マイ・タイムラインは一人でも作成可能ですが、家族や友達、地域の人と話し合いながら進めるとより安心につながります。声をかけあい、あなたのペースで一歩ずつ備えを進めましょう。
出典:国土交通省|マイ・タイムライン 小中学生向けマイ・タイムライン検討ツール ~逃げキッド~
「マイ・タイムライン」を一度作成すれば、必ずしも完璧な避難行動が保証されるわけではありません。タイムラインを作成すること自体に大きな意義がありますが、災害は予測できない部分も多いため、柔軟に対応できる心構えも大切です。ここでは、タイムラインを作成する際に役立つポイントと、注意しておきたい留意点を紹介します。
紙やデジタルでタイムラインを管理し、誰でもすぐに確認できるようにしておきます。家の目立つ場所に貼っておくのもおすすめです。
地域の防災訓練や季節ごとのタイミングで、タイムラインを見直すことが重要です。
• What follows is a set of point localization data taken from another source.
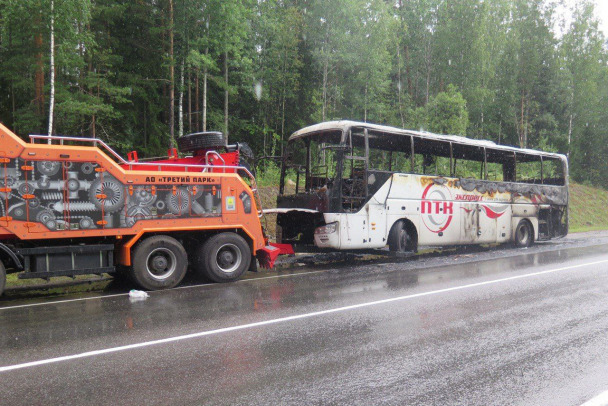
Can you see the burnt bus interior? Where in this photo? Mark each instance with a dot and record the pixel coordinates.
(338, 171)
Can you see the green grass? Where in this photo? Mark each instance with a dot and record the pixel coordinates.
(588, 208)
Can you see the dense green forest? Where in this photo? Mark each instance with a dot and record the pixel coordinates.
(138, 73)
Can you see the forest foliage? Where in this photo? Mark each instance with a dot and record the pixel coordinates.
(138, 73)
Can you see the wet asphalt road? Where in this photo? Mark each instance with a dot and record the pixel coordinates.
(500, 327)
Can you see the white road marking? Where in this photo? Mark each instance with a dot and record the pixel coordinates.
(285, 319)
(599, 400)
(165, 290)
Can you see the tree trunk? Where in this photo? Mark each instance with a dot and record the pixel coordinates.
(189, 101)
(569, 135)
(181, 101)
(205, 74)
(521, 120)
(52, 66)
(399, 84)
(39, 76)
(365, 105)
(171, 78)
(226, 95)
(325, 74)
(196, 105)
(407, 71)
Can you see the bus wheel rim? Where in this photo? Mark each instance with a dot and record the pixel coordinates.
(229, 258)
(161, 263)
(523, 234)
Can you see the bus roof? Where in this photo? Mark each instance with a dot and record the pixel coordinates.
(344, 125)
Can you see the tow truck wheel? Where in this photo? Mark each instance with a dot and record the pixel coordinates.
(223, 257)
(2, 278)
(523, 234)
(159, 262)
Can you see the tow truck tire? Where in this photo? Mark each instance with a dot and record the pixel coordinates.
(2, 278)
(204, 140)
(524, 236)
(159, 262)
(223, 257)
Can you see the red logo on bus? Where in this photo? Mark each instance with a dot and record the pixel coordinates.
(436, 208)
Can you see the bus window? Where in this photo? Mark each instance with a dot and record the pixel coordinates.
(468, 161)
(379, 160)
(400, 162)
(553, 172)
(528, 169)
(431, 157)
(495, 172)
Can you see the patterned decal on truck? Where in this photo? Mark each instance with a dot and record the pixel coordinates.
(81, 195)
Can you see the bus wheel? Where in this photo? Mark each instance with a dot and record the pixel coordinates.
(223, 257)
(2, 278)
(159, 262)
(523, 234)
(399, 240)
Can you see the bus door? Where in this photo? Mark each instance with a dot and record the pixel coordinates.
(376, 218)
(469, 223)
(479, 221)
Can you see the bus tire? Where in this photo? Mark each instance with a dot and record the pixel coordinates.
(2, 277)
(524, 236)
(399, 239)
(159, 262)
(223, 258)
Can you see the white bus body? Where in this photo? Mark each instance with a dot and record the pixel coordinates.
(433, 210)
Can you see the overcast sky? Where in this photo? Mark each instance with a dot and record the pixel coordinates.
(601, 11)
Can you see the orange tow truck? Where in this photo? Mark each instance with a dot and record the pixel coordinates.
(72, 206)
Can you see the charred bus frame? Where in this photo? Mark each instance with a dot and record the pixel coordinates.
(343, 168)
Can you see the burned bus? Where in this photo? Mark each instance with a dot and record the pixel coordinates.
(351, 185)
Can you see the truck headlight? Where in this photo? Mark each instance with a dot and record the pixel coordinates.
(327, 229)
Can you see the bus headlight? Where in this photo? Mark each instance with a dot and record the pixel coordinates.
(327, 229)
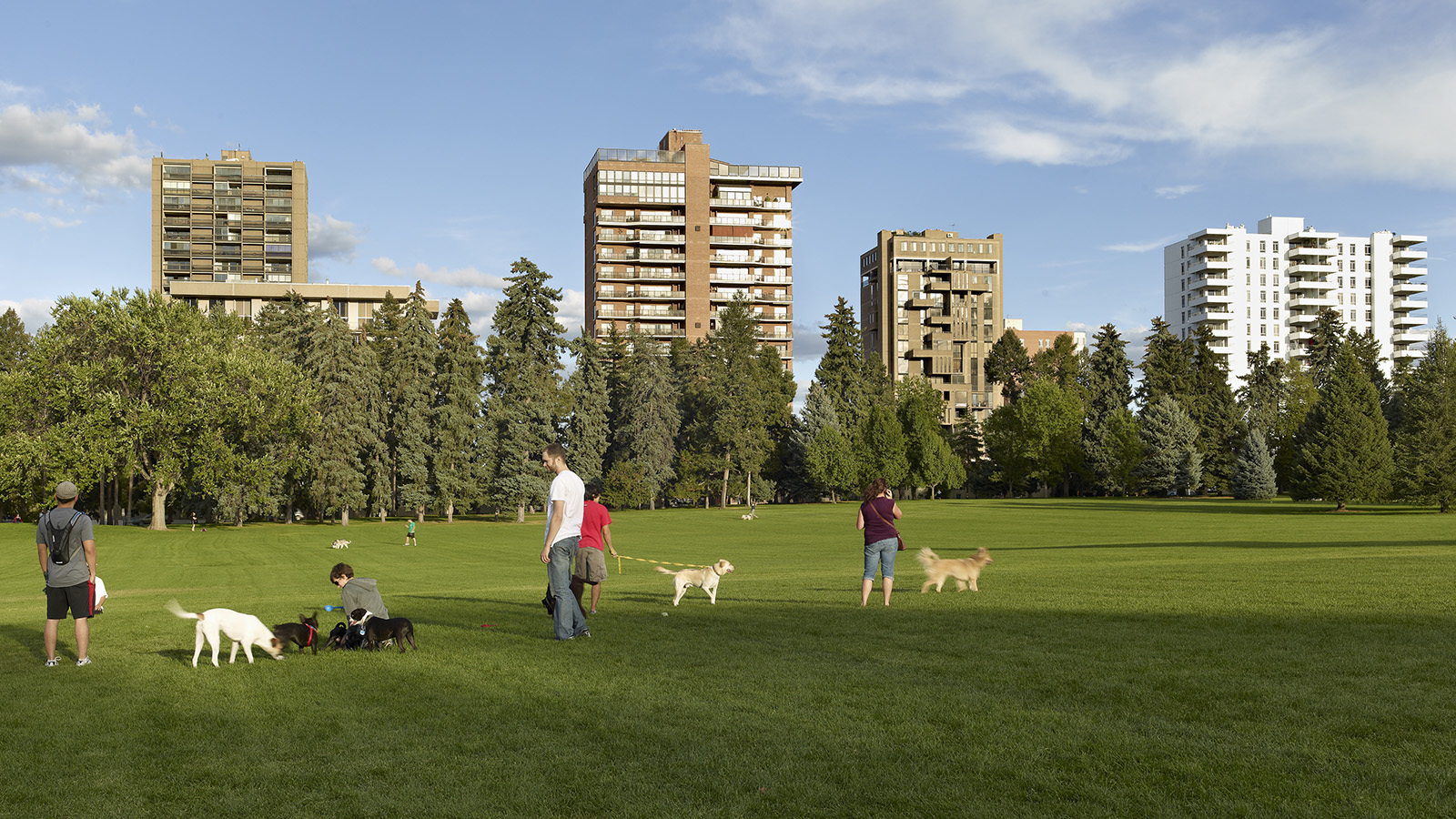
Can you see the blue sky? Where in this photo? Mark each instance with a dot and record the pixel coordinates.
(444, 140)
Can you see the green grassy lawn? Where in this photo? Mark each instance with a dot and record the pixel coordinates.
(1168, 658)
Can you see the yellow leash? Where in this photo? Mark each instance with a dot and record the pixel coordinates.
(657, 561)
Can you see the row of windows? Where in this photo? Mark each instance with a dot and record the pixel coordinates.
(642, 177)
(667, 194)
(948, 247)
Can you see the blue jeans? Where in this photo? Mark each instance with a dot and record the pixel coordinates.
(567, 618)
(881, 554)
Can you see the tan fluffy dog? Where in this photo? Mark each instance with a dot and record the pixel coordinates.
(963, 570)
(705, 579)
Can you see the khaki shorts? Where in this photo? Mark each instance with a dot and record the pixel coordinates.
(592, 564)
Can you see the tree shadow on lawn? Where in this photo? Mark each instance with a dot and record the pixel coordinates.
(33, 640)
(1218, 506)
(950, 552)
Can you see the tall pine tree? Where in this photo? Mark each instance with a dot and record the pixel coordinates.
(456, 414)
(523, 395)
(1343, 446)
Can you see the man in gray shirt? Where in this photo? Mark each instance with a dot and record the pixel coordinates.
(69, 584)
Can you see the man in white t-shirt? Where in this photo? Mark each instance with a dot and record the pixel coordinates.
(562, 532)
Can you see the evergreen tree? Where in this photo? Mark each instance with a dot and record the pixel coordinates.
(1264, 390)
(1324, 349)
(841, 370)
(1008, 365)
(1213, 409)
(1171, 460)
(414, 378)
(1050, 419)
(590, 407)
(1108, 376)
(1299, 397)
(1114, 450)
(1426, 442)
(1008, 448)
(881, 446)
(932, 464)
(456, 414)
(523, 397)
(1167, 363)
(829, 455)
(337, 477)
(1254, 471)
(650, 420)
(1343, 446)
(15, 343)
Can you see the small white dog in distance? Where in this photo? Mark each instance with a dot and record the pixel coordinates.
(242, 630)
(705, 579)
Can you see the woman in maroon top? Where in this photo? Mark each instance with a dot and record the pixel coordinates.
(881, 540)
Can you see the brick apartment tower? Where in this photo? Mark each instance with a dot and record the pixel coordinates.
(232, 234)
(673, 235)
(931, 305)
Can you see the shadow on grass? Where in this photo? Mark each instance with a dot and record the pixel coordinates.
(946, 552)
(1218, 506)
(31, 639)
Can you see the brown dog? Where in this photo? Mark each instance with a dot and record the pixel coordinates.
(305, 634)
(963, 570)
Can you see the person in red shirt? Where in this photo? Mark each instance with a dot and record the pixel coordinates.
(592, 564)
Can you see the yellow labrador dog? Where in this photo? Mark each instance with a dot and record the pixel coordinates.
(242, 630)
(963, 570)
(705, 579)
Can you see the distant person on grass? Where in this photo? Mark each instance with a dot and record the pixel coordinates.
(69, 584)
(881, 540)
(357, 592)
(562, 533)
(592, 564)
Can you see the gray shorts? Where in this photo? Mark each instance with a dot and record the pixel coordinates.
(592, 564)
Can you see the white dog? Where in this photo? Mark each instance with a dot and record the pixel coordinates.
(705, 579)
(242, 630)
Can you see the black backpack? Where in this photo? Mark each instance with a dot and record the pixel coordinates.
(57, 542)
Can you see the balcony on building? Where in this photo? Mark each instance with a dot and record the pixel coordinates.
(1208, 264)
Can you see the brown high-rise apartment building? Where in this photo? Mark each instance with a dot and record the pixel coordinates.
(673, 235)
(931, 305)
(232, 234)
(230, 219)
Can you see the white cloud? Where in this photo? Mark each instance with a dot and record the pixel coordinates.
(459, 278)
(34, 312)
(332, 239)
(70, 146)
(40, 219)
(1088, 82)
(1174, 191)
(1140, 247)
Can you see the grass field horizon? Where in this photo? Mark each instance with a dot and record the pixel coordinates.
(1123, 658)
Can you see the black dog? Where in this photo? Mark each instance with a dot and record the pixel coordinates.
(305, 634)
(379, 630)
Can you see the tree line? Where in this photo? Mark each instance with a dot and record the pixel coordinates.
(149, 405)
家族構成の変化があれば、内容も更新しましょう。
住んでいる地域のハザードマップを見て、どんな災害リスクがあるか知っておきます。あわせて、近所の方と普段からさりげなく声をかけ合っておくと、いざというときも安心です。
特に一人暮らしの高齢者がいる場合などは、ご本人の気持ちも大切にしながら、支援する側の人とも少しずつ話し合い、自然な形で助け合える関係を育んでいきましょう。
個別避難計画とは、支援が必要な方が災害時にきちんと避難できるように、誰がどこに避難させるかなど具体的な計画を決めておくものです。高齢者や障がい者がいる家庭では、個別避難計画とマイ・タイムラインを連携させましょう。個別避難計画は支援者と避難経路をまとめた計画、マイ・タイムラインは防災行動を時系列で整理する計画です。両方を作成し、補完し合うことが大切です。
マイ・タイムラインはあくまで「目安」です。自然災害の進行は予測どおりには進まないこともあります。常に最新の気象情報や避難情報をチェックし、状況に応じて柔軟に対応することが求められます。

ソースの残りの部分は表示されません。